On Matrix Momentum Stochastic Approximation and Applications to Q-learning

Abstract

Stochastic approximation (SA) algorithms are recursive techniques used to obtain the roots of functions that can be expressed as expectations of a noisy parameterized family of functions. In this paper two new SA algorithms are introduced: 1) PolSA, an extension of Polyak’s momentum technique with a specially designed matrix momentum, and 2) NeSA, which can either be regarded as a variant of Nesterov’s acceleration method, or a simplification of PolSA. The rates of convergence of SA algorithms is well understood.
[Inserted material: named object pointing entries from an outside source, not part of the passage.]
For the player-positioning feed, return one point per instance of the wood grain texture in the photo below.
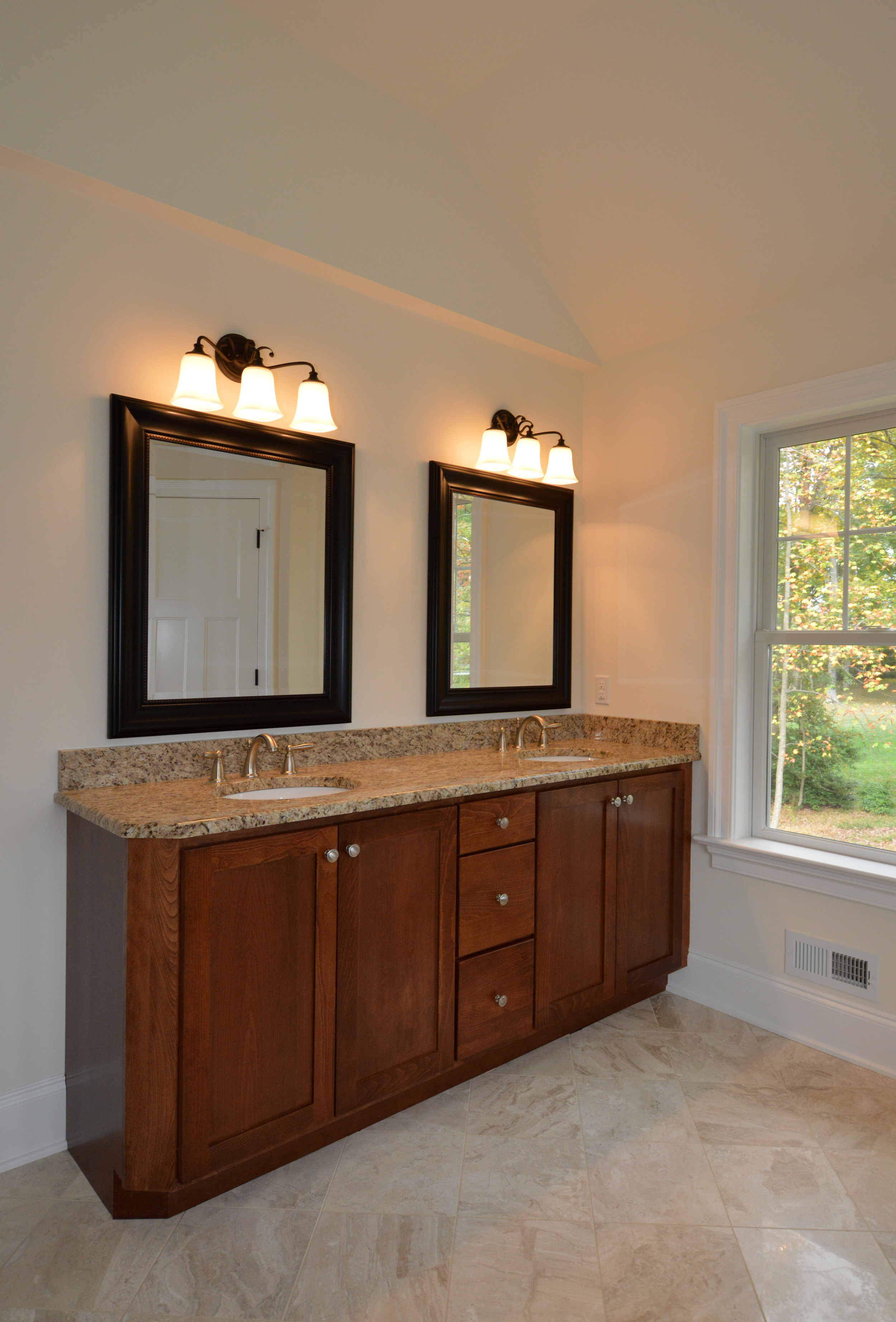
(94, 1003)
(651, 877)
(479, 820)
(152, 1014)
(575, 919)
(482, 1022)
(396, 972)
(258, 941)
(482, 921)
Under special conditions, the mean square error of the parameter estimates is bounded by $\sigma^{2}/n+o(1/n)$, where $\sigma^{2} \geq 0$ is an identifiable constant. If these conditions fail, the rate is typically sub-linear. There are two well known SA algorithms that ensure a linear rate, with minimal value of variance, $\sigma^{2}$: the Ruppert-Polyak averaging technique, and the stochastic Newton-Raphson (SNR) algorithm. It is demonstrated here that under mild technical assumptions, the PolSA algorithm also achieves this optimality criteria. This result is established via novel coupling arguments: It is shown that the parameter estimates obtained from the PolSA algorithm couple with those of the optimal variance (but computationally more expensive) SNR algorithm, at a rate $O(1/n^{2})$. The newly proposed algorithms are extended to a reinforcement learning setting to obtain new Q-learning algorithms, and numerical results confirm the coupling of PolSA and SNR.